Closed junotk closed 11 years ago
It's an interesting idea.
One way to think about a class is as a particular data structure with methods for working on that structure and with additional information about that structure. A Viewer
class typically wraps the output of a model trainer (typically a real matrix or two) and lets you work on it in various ways.
At the moment, I'm not seeing what a word class should contain as data. It has a method or attribute, dist_word_top
; does this mean it stores the word-by-topic matrix as well?
I think it's an interesting idea too. One question, however, is whether it provides a developer-programmer advantage or a user-programmer advantage.

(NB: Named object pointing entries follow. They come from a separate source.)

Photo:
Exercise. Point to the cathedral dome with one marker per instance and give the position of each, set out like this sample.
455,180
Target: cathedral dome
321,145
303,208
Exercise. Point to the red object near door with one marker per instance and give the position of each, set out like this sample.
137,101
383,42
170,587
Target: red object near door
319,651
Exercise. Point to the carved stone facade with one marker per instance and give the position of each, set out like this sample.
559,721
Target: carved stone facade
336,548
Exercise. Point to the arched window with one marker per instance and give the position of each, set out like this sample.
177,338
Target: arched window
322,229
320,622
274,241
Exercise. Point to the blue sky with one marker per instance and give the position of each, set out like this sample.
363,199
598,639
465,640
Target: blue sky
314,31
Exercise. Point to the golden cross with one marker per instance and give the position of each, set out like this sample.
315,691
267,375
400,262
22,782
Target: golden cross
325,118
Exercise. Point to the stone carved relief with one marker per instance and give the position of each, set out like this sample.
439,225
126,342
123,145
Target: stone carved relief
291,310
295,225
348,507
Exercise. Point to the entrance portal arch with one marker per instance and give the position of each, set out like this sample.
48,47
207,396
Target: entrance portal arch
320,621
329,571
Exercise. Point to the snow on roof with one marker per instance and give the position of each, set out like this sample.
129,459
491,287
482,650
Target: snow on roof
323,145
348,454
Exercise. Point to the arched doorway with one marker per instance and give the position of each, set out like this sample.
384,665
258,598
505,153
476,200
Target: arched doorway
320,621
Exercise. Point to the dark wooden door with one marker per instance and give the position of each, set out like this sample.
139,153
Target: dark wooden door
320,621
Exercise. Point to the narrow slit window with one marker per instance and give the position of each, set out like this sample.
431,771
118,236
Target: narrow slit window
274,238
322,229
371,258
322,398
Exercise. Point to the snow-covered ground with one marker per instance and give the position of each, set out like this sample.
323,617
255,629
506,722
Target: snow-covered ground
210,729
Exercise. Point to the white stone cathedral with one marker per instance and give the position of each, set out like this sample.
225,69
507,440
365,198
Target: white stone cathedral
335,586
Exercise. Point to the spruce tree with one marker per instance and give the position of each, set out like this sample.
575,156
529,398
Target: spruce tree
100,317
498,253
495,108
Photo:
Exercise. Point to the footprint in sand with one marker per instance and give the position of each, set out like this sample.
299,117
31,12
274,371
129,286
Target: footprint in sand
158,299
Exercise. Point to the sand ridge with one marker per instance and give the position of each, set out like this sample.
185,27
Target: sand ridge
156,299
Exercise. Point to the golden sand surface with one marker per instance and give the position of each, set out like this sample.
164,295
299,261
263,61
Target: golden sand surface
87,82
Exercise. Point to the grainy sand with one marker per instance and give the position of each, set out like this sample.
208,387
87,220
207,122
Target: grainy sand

As a user of the code, the current viewer methods are fairly transparent in that the word is explicitly passed in as a parameter to a method on the viewer are very transparent, and easily manipulated if one wants to try a different word. If one has to create a new word object every time one wants to explore the model around it, this seems like more work, and potentially less transparent. Of course, instead of things like r = v.word('realism') one could use realism = v.word('realism') and then things like realism.sim_word_word(length=10) would be more transparent, but the onus for that transparency falls on the user-programmer in a way that is likely to be only incompletely adopted as a practice. Also, how would one get the current kind of functionality where a list of can be passed to the viewer? Would we need arbitrary multi-word objects and viewers associated with them?
Robert, Each item class (word, docs, topics) can inherit both two matrices (doc_top and top_word) from viewer. Also docs may contain context and/or label info. All these attributes should be immutable. My understanding is that it does not end up with actually duplicating large matrices for each instance... is that right?

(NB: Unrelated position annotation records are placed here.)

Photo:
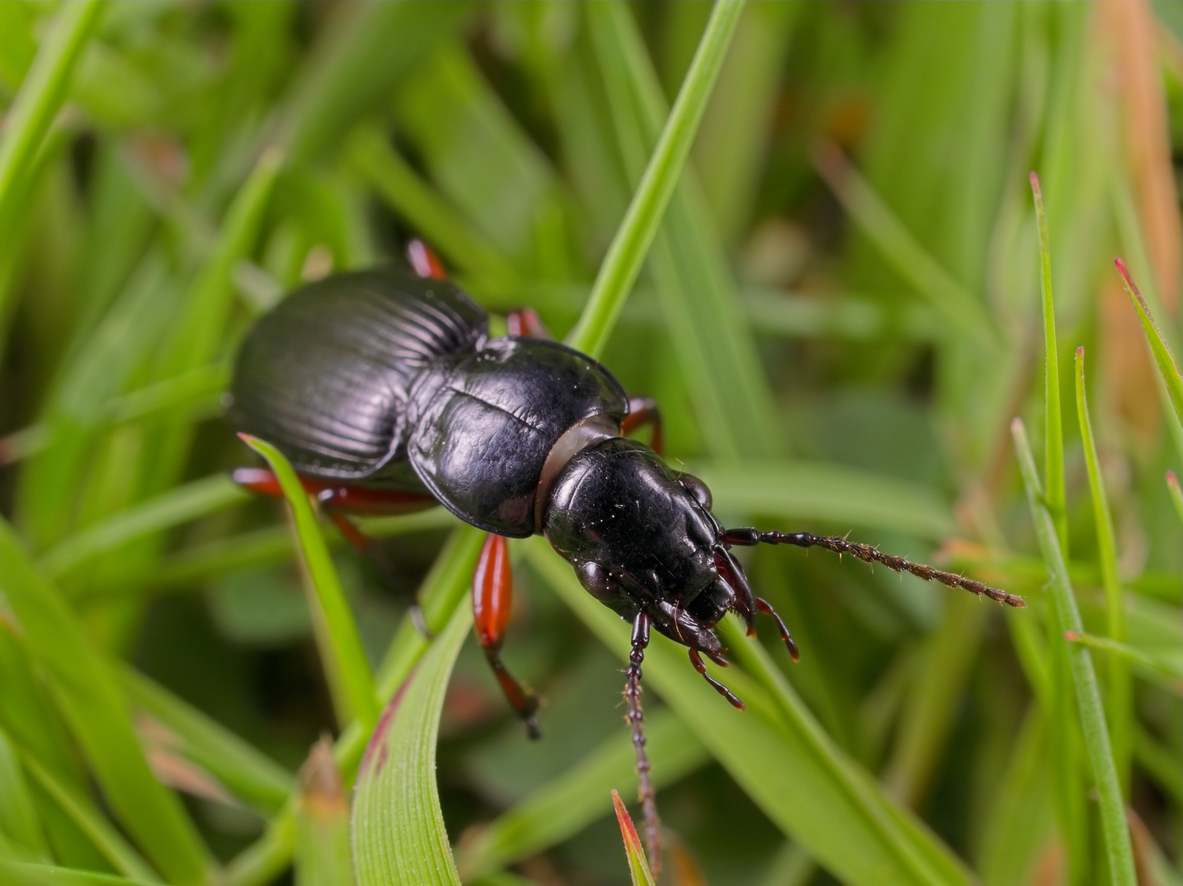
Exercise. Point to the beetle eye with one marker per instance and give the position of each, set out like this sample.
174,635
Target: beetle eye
698,490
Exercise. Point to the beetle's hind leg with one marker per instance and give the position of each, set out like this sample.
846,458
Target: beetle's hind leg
492,597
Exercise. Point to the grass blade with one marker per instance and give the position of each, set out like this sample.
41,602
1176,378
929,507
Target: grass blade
1158,347
1053,426
1120,699
644,217
561,808
99,719
1092,717
399,834
341,647
322,822
638,865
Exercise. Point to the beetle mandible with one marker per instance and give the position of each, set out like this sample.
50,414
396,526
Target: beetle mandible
386,393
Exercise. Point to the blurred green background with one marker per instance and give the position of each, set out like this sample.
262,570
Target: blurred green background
840,317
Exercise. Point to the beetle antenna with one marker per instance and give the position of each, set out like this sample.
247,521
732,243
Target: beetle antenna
634,717
871,555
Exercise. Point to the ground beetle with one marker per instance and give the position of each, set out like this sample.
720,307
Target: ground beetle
386,393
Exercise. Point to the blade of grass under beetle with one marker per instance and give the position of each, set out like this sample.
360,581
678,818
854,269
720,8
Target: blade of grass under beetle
779,755
1119,698
180,504
439,596
247,773
1162,353
105,838
699,302
322,822
1053,426
341,646
398,828
1092,717
31,874
632,241
89,697
567,804
638,865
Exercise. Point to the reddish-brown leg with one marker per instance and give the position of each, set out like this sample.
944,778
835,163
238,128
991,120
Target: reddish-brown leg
644,411
425,262
527,322
635,716
492,596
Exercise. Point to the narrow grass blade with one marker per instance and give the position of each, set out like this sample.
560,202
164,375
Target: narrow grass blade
341,647
1120,699
19,820
640,225
1053,426
905,253
1167,364
563,807
779,755
1092,717
105,838
247,773
92,704
399,834
181,504
1172,486
40,96
322,822
30,874
427,212
1170,666
638,865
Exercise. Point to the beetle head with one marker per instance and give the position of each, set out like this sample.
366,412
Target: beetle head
641,537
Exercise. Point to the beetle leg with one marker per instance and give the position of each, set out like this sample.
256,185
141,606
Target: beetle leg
525,322
767,608
492,596
635,717
644,411
697,661
424,262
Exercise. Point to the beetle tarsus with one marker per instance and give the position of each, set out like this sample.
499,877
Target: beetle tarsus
634,716
871,555
697,661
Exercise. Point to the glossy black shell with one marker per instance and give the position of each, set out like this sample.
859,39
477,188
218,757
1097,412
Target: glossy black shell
387,380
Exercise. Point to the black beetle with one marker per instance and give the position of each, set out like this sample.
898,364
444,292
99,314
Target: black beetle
385,392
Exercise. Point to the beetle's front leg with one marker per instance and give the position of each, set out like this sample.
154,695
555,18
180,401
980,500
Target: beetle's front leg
644,411
492,597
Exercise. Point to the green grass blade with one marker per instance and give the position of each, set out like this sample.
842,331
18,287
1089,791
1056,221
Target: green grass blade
644,217
28,874
341,647
1162,353
109,841
99,719
1053,425
904,252
1092,717
181,504
399,834
40,96
1119,698
563,807
322,822
638,865
246,773
779,755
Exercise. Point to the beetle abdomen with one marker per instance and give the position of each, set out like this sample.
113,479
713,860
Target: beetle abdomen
324,376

Colin, I intend this to be purely for user-programmer's sake. The first line of the above example (r = v.word('realism')) is just for illustration. In practice, one may start with
l = sim_word_word('realism', length=10)
which returns a list of 10 words similar to 'realism', which can then be used for further analysis like simmat or plotting. The idea is that returning word class (with methods) rather than just an array makes further analysis easier. For example, if you want to do an analysis similar to the above (i.e. plot isomap of 10 topics relevant to 'realism') in the current viewer, you need to type
top, p = zip(*sim_word_top('realism')[:10])
simmat = v.simmat_topics(top)
cls = v.clustering(simmat)
v.isomap(simmat, cls=cls)
This looks to me much more complicated and requires knowledge about the internal codes (you need to know functions, and what they require as arguments).
Finally, a word (or doc/topic) class is defines for a list of words, so it can well accomodate multiple words.
Ok, looks good to me!
http://mypage.iu.edu/~colallen/
On Sep 14, 2013, at 17:20, junotk notifications@github.com wrote:
Colin, I intend this to be purely for user-programmer's sake. The first line of the above example (r = v.word('realism')) is just for illustration. In practice, one may start with
l = sim_word_word('realism', length=10) which returns a list of 10 words similar to 'realism', which can then be used for further analysis like simmat or plotting. The idea is that returning word class (with methods) rather than just an array makes further analysis easier. For example, if you want to do an analysis similar to the above (i.e. plot isomap of 10 topics relevant to 'realism') in the current viewer, you need to type
top, p = zip(*sim_word_top('realism')[:10])
simmat = v.simmat_topics(top)
cls = v.clustering(simmat)
v.isomap(simmat, cls=cls) This looks to me much more complicated and requires knowledge about the internal codes (you need to know functions, and what they require as arguments).
Finally, a word (or doc/topic) class is defines for a list of words, so it can well accomodate multiple words.
— Reply to this email directly or view it on GitHub.
I don't yet understand the proposed refactoring. You might fork, experiment and demo if it's too cumbersome to spell things out here.
I've been trying this in a new branch I'll push shortly.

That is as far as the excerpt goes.